Briginshaw v Briginshaw (1938) 60 CLR 336
Evidence, Standard of Proof, Civil Proceedings
Facts; Frederick Briginshaw sought to divorce his wife-Clarice Briginshaw – on the grounds of adultery. He alleged that she had committed adultery while she was living in a boarding house in Tasmania having moved out from the marital home in Victoria two years earlier. The evidence supporting that allegation was circumstantial, consisting of admissions said to have been witnessed by an inquiry agent who had been sent to Tasmania in an attempt to secure a confession. The trial judge was not satisfied that adultery had occurred, stating I do not know what to believe. I have been very troubled… I think I should say that if this were a civil case, I might well consider that the probabilities were in favour of the petitioner, but I’m certainly not satisfied beyond reasonable doubt.
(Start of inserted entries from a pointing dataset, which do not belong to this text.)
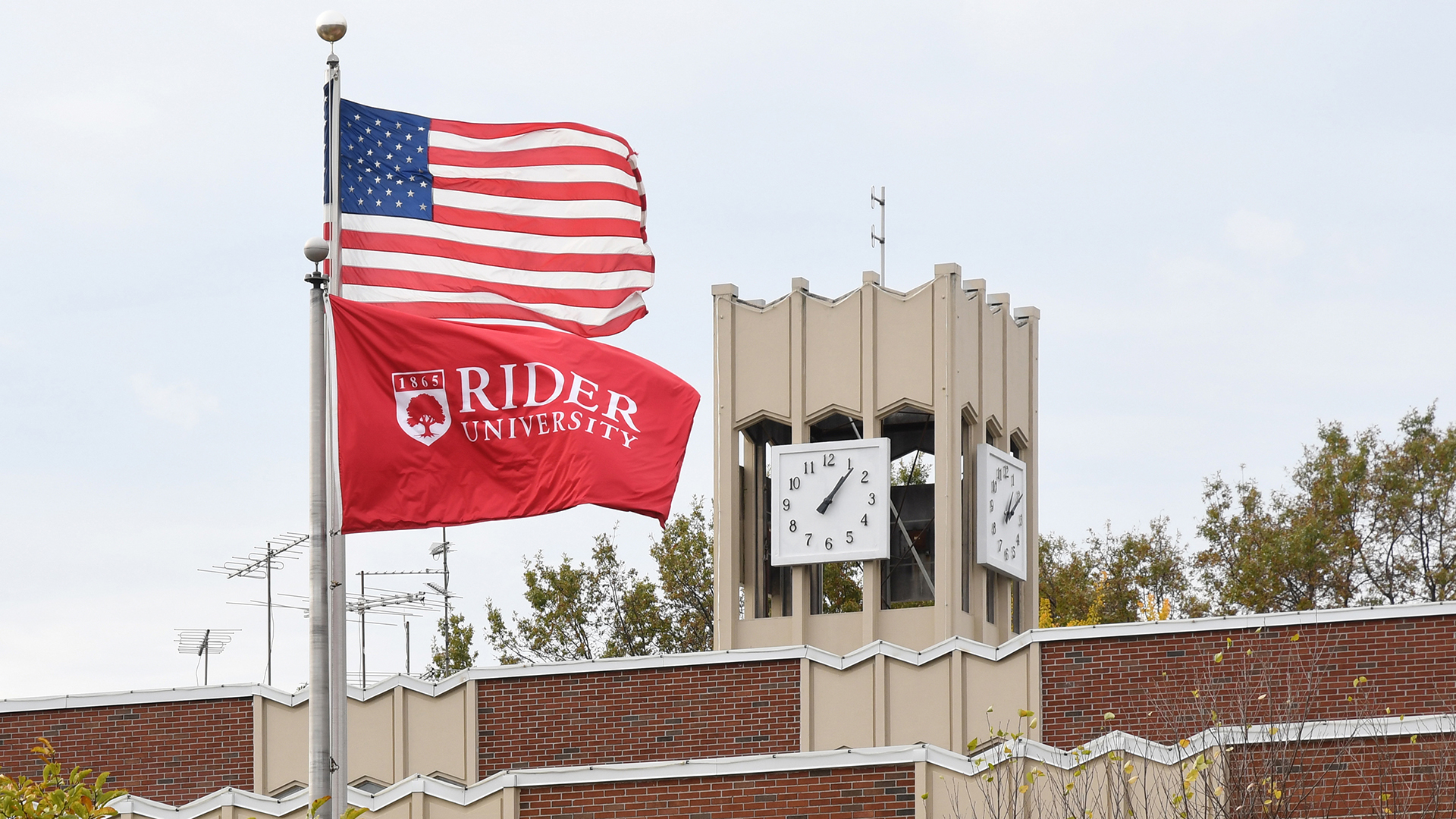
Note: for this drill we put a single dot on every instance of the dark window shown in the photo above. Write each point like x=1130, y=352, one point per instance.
x=909, y=577
x=774, y=585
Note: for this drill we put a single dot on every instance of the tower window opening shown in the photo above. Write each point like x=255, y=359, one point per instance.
x=836, y=586
x=909, y=576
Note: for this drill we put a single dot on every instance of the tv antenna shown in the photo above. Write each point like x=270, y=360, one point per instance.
x=261, y=564
x=878, y=240
x=400, y=602
x=204, y=643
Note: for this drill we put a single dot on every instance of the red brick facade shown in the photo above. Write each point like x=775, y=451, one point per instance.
x=856, y=793
x=639, y=716
x=1166, y=687
x=172, y=752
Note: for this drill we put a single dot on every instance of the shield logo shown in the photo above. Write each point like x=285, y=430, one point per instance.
x=421, y=406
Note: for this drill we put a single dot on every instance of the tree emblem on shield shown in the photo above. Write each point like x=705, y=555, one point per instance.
x=421, y=406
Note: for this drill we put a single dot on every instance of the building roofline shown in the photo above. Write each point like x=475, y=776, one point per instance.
x=811, y=653
x=792, y=761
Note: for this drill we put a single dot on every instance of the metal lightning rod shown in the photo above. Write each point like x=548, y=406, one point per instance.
x=880, y=202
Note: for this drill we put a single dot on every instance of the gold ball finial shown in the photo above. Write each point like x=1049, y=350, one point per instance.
x=331, y=27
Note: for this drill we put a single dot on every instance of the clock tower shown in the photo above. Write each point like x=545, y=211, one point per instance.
x=874, y=465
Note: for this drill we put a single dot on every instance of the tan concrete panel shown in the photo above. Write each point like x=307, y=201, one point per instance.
x=843, y=707
x=1018, y=378
x=903, y=360
x=488, y=808
x=836, y=632
x=286, y=745
x=993, y=391
x=919, y=701
x=762, y=360
x=913, y=629
x=967, y=353
x=832, y=354
x=436, y=732
x=372, y=739
x=998, y=686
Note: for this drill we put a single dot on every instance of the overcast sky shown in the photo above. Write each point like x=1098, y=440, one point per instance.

Law; The Briginshaw standard is not a third standard of proof. It is a requirement that in applying the civil standard of proof, tribunal must be actually persuaded of the facts tilting the balance: the law goes on to say that the judge is at liberty to be satisfied upon a balance of probabilities. It does not say that he is to balance probabilities and say which way they incline. If in the end he has no opinion as to what happened, well it is unfortunate but he is not satisfied and his speculative reactions to the imaginary behaviour of the metaphorical scales will not enable him to find the issue mechanically (Murray v Murray 1960 33ALJR 521 at 524).
Holding; the High Court dismissed the appeal by a 4 to 1 majority, its charge considering that on any standard of proof higher than the civil standard, the trial judge was right to find against the petitioner. Dixon J elaborated upon the standard of proof that ought to have been applied (before finding that, even on that standard, the trial judges’ decision remained correct).